Drupal - Real world experience in scaling and tuning performance

Markdorison's answer is basically the accepted method of attacking this problem. I'll take that a little further.

When you have Pressflow for D6 or Drupal for D7, Memcached and Varnish all working nicely together you'll need to custom code your VCL file. There are free ones available that make starting points but you always need to play with them.

To get Varnish to work optimally make sure you start it with -s malloc xG rather than the default of -s file /path/to/file. Also with Varnish have Varnish cache static items for as long as you can.

If you have more than one web server remove the ETag from the header sent to Varnish in VCL. I also remove Expires and simply rely on Age and max-age in the headers so get browsers back to the site.

Version 1.5 (as of 3rd March 2011) is still the fastest version of Memcached module from Drupal.org. I typically deploy it using a single bin per server to lower tcp traffic for connections to multiple bins at large scale)

Configure the caching in "Performance" to external and set a max age which will send the correct headers to a caching proxy such as Varnish.
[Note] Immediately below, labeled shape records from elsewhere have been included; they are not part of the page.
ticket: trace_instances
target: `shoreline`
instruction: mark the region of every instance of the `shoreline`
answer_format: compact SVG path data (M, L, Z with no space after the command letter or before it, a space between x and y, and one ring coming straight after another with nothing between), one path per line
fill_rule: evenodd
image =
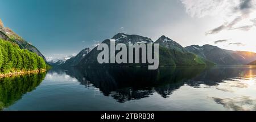
M44 72L46 71L47 71L46 69L40 69L32 71L20 71L19 72L10 72L6 74L0 74L0 79L4 77L10 77L12 76L21 76L23 75L28 75L31 73L37 73L39 72Z

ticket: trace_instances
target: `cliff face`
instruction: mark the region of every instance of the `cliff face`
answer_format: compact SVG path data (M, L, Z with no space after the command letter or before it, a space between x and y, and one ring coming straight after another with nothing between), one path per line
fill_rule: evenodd
M10 28L5 27L2 20L0 19L0 38L6 41L9 41L14 42L22 49L27 49L31 52L33 52L38 54L38 55L42 57L46 62L46 59L44 56L33 45L30 44L26 41L22 37L16 34Z

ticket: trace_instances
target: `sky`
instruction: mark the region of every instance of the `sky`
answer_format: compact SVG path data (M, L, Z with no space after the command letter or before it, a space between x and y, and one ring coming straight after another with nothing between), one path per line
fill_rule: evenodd
M0 0L0 19L52 59L119 32L256 52L256 0Z

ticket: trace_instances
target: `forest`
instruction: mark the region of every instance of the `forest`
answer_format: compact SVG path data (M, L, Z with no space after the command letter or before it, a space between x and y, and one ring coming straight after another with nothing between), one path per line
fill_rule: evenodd
M46 68L43 58L18 45L0 39L0 74Z

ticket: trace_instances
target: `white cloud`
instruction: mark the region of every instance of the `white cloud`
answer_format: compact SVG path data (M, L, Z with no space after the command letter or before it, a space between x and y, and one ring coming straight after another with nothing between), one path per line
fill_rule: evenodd
M193 18L217 16L224 24L207 32L217 33L222 30L248 31L253 25L248 24L256 18L256 0L180 0L186 12ZM245 24L238 27L240 24Z

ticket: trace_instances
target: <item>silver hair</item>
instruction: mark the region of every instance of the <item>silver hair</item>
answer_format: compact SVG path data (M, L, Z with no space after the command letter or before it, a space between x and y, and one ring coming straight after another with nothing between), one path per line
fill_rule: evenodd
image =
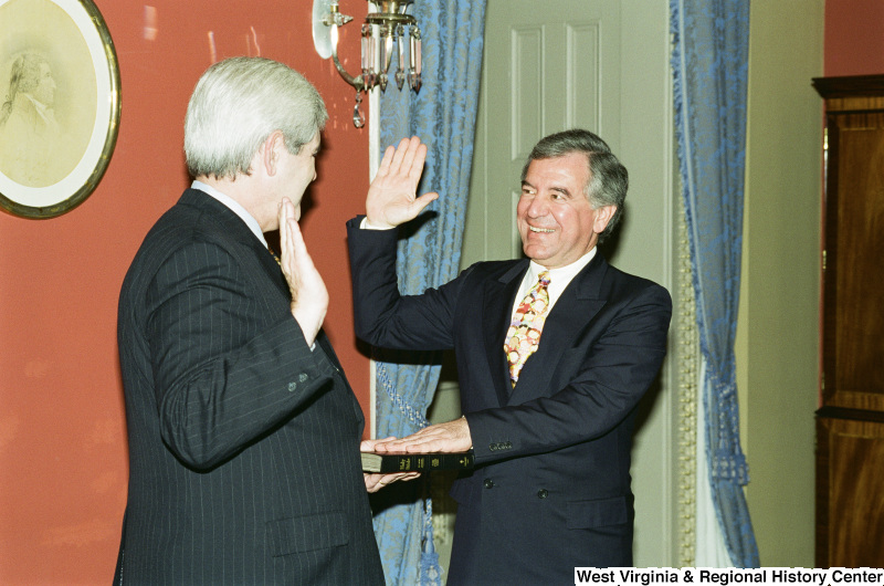
M629 189L629 172L611 153L608 144L598 135L581 128L573 128L541 138L532 149L528 160L522 168L522 180L524 181L528 175L528 166L533 160L562 157L571 153L582 153L587 156L589 181L586 186L586 196L590 206L593 209L617 206L604 231L599 234L601 243L613 232L623 216L623 202Z
M325 127L322 96L302 74L264 57L231 57L202 74L185 117L185 156L193 177L249 175L275 130L297 155Z

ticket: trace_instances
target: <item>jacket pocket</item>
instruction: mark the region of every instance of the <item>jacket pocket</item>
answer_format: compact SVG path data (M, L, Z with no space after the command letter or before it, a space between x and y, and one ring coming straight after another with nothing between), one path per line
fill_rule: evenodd
M604 527L629 522L625 496L567 503L568 529Z
M346 545L349 533L347 517L340 511L267 523L267 540L273 557Z

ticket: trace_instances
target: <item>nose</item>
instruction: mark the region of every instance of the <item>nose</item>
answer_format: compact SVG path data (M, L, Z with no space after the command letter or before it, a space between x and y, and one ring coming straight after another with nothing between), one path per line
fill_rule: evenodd
M532 198L530 203L528 203L528 208L525 210L525 212L530 218L540 218L543 216L546 216L547 212L546 198L539 193L534 198Z

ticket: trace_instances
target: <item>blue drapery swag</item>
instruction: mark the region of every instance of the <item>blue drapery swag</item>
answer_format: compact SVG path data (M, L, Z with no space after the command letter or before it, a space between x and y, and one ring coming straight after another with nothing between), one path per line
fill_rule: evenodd
M423 293L457 274L470 170L473 161L486 0L421 0L414 15L423 38L420 93L388 86L380 95L380 146L417 135L428 145L419 193L440 198L403 227L397 272L403 294ZM441 357L410 356L410 364L378 362L377 437L402 437L427 425ZM412 364L413 363L413 364ZM383 499L383 494L378 496ZM432 544L431 503L389 503L375 515L388 584L441 584Z
M671 0L675 125L699 345L706 460L730 561L758 567L743 486L734 338L739 302L749 0Z

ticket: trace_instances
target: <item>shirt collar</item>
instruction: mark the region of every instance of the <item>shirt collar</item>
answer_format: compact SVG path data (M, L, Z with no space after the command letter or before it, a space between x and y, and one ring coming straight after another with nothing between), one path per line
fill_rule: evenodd
M267 245L267 240L264 238L264 233L261 231L261 224L257 223L257 220L255 220L254 217L251 213L249 213L245 210L245 208L243 208L242 205L240 205L239 201L236 201L235 199L225 193L222 193L214 187L203 184L202 181L194 180L192 184L190 184L190 187L192 189L199 189L200 191L207 193L208 196L213 197L214 199L223 203L225 207L228 207L230 211L239 216L242 219L242 221L245 222L245 226L249 227L249 230L251 230L252 233L255 234L255 238L257 238L261 241L261 243L264 244L264 247Z

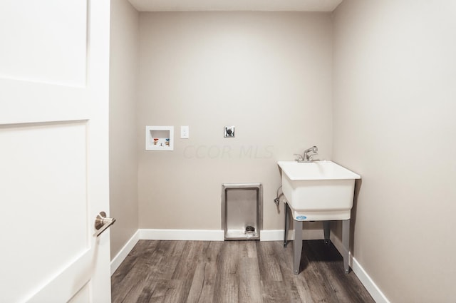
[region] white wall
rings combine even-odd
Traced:
[[[126,0],[111,1],[110,74],[111,258],[138,228],[136,101],[139,14]]]
[[[456,302],[456,5],[345,0],[333,148],[362,175],[354,257],[392,302]]]
[[[331,157],[331,14],[141,13],[140,33],[140,227],[220,230],[222,183],[259,182],[283,228],[276,162]],[[145,125],[174,125],[175,150],[145,151]]]

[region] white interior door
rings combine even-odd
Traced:
[[[0,1],[0,302],[110,302],[108,0]]]

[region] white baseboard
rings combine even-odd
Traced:
[[[138,230],[140,240],[223,241],[224,232],[218,230]]]
[[[114,272],[119,267],[120,263],[127,257],[131,250],[133,249],[138,241],[140,240],[139,230],[135,232],[135,234],[130,238],[127,243],[123,245],[123,247],[120,249],[119,252],[111,260],[111,275],[114,274]]]
[[[334,245],[339,252],[343,252],[344,250],[342,241],[339,238],[334,237],[333,234],[331,235],[331,242]],[[350,260],[348,263],[350,264],[351,269],[353,271],[355,274],[356,274],[356,277],[358,277],[358,279],[359,279],[361,284],[364,287],[366,287],[368,292],[369,292],[376,303],[390,303],[390,301],[386,297],[385,297],[385,294],[383,294],[381,290],[380,290],[380,288],[378,288],[377,284],[373,282],[366,270],[364,270],[356,258],[353,257],[351,255],[351,252],[350,252]]]
[[[302,238],[304,240],[319,240],[323,239],[323,230],[303,230]],[[294,230],[288,232],[287,239],[294,240]],[[283,241],[284,230],[261,230],[260,232],[260,241]]]
[[[356,258],[351,257],[352,260],[351,269],[353,269],[358,279],[361,282],[361,284],[364,285],[364,287],[368,290],[370,296],[373,298],[376,303],[390,303],[390,301],[385,296],[385,294],[380,290],[380,288],[372,280],[370,277],[364,270],[361,264],[358,262]]]

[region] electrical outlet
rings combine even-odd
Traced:
[[[224,138],[234,138],[234,126],[225,126],[223,136]]]
[[[189,138],[189,129],[188,126],[180,127],[180,138],[188,139]]]

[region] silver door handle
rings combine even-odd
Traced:
[[[115,222],[115,219],[113,217],[106,217],[106,212],[100,212],[100,213],[97,215],[97,217],[95,218],[95,229],[98,230],[95,233],[96,236],[98,237],[101,235],[103,232],[114,224]]]

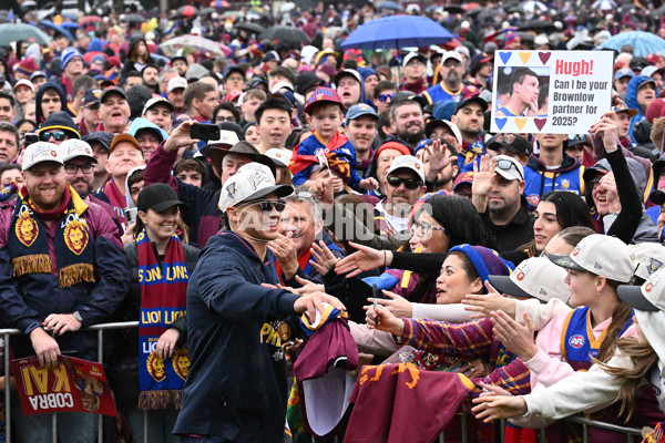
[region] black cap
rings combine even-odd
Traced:
[[[654,190],[653,193],[649,194],[648,200],[655,205],[661,206],[662,204],[665,203],[665,192],[663,192],[661,189]]]
[[[303,71],[296,79],[296,92],[300,95],[305,95],[307,91],[316,89],[316,86],[323,86],[326,82],[320,79],[313,71]]]
[[[164,183],[154,183],[145,186],[139,198],[136,199],[136,207],[139,210],[153,209],[157,213],[162,213],[173,206],[187,206],[183,202],[177,199],[177,194],[173,188]]]
[[[127,100],[127,94],[125,93],[125,91],[122,87],[111,86],[111,87],[104,90],[104,92],[102,92],[102,95],[100,96],[100,102],[103,103],[108,96],[113,95],[113,94],[120,95],[124,100]]]
[[[525,156],[530,156],[532,151],[531,143],[526,138],[513,134],[494,135],[488,141],[485,146],[488,150],[494,151],[495,147],[505,147],[505,151],[510,153]]]
[[[88,143],[99,142],[106,150],[111,148],[111,142],[113,141],[113,134],[105,131],[93,132],[92,134],[88,134],[83,136],[83,141]]]
[[[484,100],[482,100],[479,95],[473,95],[470,96],[469,99],[464,99],[461,100],[457,107],[454,109],[454,114],[456,115],[458,112],[460,112],[460,110],[464,106],[467,106],[468,104],[471,103],[478,103],[480,105],[480,107],[482,109],[482,112],[485,112],[488,110],[488,102],[485,102]]]
[[[91,104],[100,104],[101,96],[102,96],[102,90],[88,90],[83,94],[83,100],[81,100],[81,105],[89,106]]]

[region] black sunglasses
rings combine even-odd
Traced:
[[[286,207],[286,202],[284,202],[283,199],[260,200],[256,203],[258,203],[260,210],[263,210],[264,213],[269,213],[270,210],[273,210],[273,208],[275,208],[275,210],[277,210],[278,213],[282,213]]]
[[[51,135],[53,136],[53,140],[55,140],[55,142],[62,142],[64,140],[64,137],[66,136],[66,132],[64,132],[64,131],[44,131],[41,134],[39,134],[39,138],[42,142],[48,142],[51,138]]]
[[[392,187],[399,187],[402,183],[407,189],[418,189],[418,187],[422,186],[422,181],[420,178],[388,176],[388,184]]]

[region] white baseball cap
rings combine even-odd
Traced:
[[[92,155],[92,147],[79,138],[65,140],[58,146],[58,156],[62,158],[62,163],[66,163],[75,157],[88,157],[93,163],[98,163],[94,155]]]
[[[419,161],[412,155],[400,155],[399,157],[395,158],[390,164],[390,169],[388,169],[388,174],[386,175],[390,175],[392,172],[402,168],[413,171],[416,174],[418,174],[418,176],[422,181],[422,184],[424,185],[424,166],[422,166],[421,161]]]
[[[497,155],[494,157],[494,172],[505,179],[524,181],[524,168],[513,157],[508,155]]]
[[[464,64],[464,59],[462,59],[462,54],[457,51],[447,51],[441,58],[441,64],[446,63],[447,60],[454,59],[461,64]]]
[[[30,87],[30,91],[34,92],[34,85],[28,79],[21,79],[21,80],[19,80],[17,82],[17,84],[14,84],[13,90],[16,91],[19,86],[28,86],[28,87]]]
[[[30,169],[40,163],[55,162],[62,165],[58,156],[58,145],[49,142],[37,142],[25,148],[23,154],[23,171]]]
[[[659,243],[646,241],[628,245],[638,262],[635,275],[644,280],[665,267],[665,246]]]
[[[642,311],[665,310],[665,274],[654,272],[642,286],[622,285],[618,298],[626,305]],[[641,324],[642,327],[642,324]]]
[[[602,234],[583,238],[569,256],[548,254],[548,258],[562,268],[585,270],[621,282],[631,281],[637,265],[628,245]]]
[[[178,87],[187,89],[187,80],[182,76],[174,76],[168,81],[168,87],[166,91],[172,92]]]
[[[290,185],[275,185],[275,176],[266,165],[248,163],[222,185],[218,206],[222,212],[225,212],[243,202],[256,200],[272,193],[276,193],[282,198],[293,192]]]
[[[270,157],[277,166],[288,166],[290,158],[294,155],[293,151],[280,150],[273,147],[264,153],[265,156]],[[665,248],[664,248],[665,249]]]
[[[565,270],[546,257],[529,258],[510,276],[490,276],[490,282],[500,292],[514,297],[533,297],[548,302],[553,298],[567,301],[569,289],[563,281]]]

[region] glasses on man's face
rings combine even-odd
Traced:
[[[263,210],[264,213],[269,213],[270,210],[273,210],[273,208],[275,208],[275,210],[277,210],[278,213],[282,213],[286,207],[286,202],[284,202],[283,199],[262,200],[256,203],[260,207],[260,210]]]
[[[495,138],[497,143],[508,143],[509,145],[512,144],[512,142],[515,141],[515,135],[514,134],[501,134],[501,135],[497,135]]]
[[[422,182],[419,178],[402,178],[388,176],[388,184],[392,187],[399,187],[402,183],[407,189],[418,189],[418,187],[422,186]]]
[[[441,230],[444,231],[446,228],[441,227],[441,226],[433,226],[431,223],[428,222],[418,222],[416,223],[416,230],[420,230],[421,234],[427,235],[429,233],[431,233],[432,230]]]
[[[64,172],[68,174],[76,174],[79,169],[83,174],[90,174],[94,169],[94,165],[90,163],[85,165],[64,165]]]
[[[39,134],[39,140],[41,140],[42,142],[48,142],[49,140],[51,140],[51,137],[53,137],[55,142],[62,142],[65,136],[66,133],[64,131],[44,131],[41,134]]]

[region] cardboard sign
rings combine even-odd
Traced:
[[[612,103],[611,51],[497,51],[493,133],[586,134]]]
[[[62,411],[116,415],[101,363],[62,356],[58,361],[55,369],[40,369],[37,357],[11,361],[23,415]]]

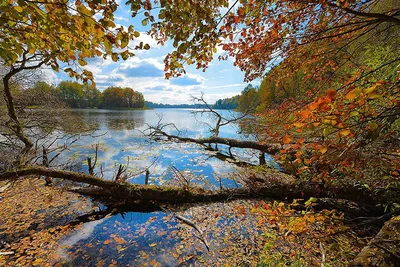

If you can't get certain pages to cache properly in Varnish check out blog posts on the web that detail how to inspect the requests. Here is an example post I wrote a while back: What is stopping Varnish and Drupal Pressflow from caching anonymous users page views

You should pick InnoDB (or one of it's other names from other providers like XtraDB) for MySQL and move all tables into it. Then check out this blog post for basic tuning advice http://www.mysqlperformanceblog.com/2007/11/01/innodb-performance-optimization-basics/

Having a large buffer pool is fundamentally important. When load testing the site turn on the slow query log. You probably want to at first capture queries taking longer than 50msec then tune the queries and repetitively reduce the slow log capture time down until you have most queries running using indexes, and executing fairly quickly.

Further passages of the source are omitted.